Friday, 1 February 2013

How Some Landmarks Stay the Same

I was very pleased to find that, despite all the new building there has been in the time since I last went to Manchester, some things are still where they always were - and I could still navigate my way round the town centre. Mind you, even some of those things have changed - Piccadilly Gardens is much bigger than I remember it, with a modern water feature as well as the Victorian statues - and it's criss crossed with tram lines, and with a tram station at one end.

Albert Square, where the Town Hall is, has been pedestrianised. Once it looked like this:


This is what happens when a French Impressionist artist goes to the grim industrial north of England.
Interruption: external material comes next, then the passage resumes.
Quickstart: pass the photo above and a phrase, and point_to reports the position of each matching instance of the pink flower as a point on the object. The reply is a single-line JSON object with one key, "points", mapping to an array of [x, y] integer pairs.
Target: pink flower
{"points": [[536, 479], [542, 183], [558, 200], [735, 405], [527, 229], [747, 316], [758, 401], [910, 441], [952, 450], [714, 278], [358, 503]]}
The painting is by Pierre Adolphe Vallette, who was LS Lowry's tutor.
Now the Square looks like this (taken from the same direction, but further into the Square):


From what my mum has told me about family history, I think that the red brick building in the background was once the Press Club, where my gran worked for a while (they could always tell when she was on duty at nights, she told me, because she put the table cloths out and made sure that everything was served properly, just as it was during the day. The other woman who ran the kitchen at nights never bothered). It's now quite a posh looking restaurant, with traditional local food.
Underneath it was once the Kardomah. I remember being taken there when I was quite small, and being amazed by the Arabian Nights decor of the place. It was down in a basement - which now seems to be a noodle bar.
And just to one side was once B Division Police Station, which I think is now a fish restaurant. I think that might have been where my step-dad was a desk sergeant for a while.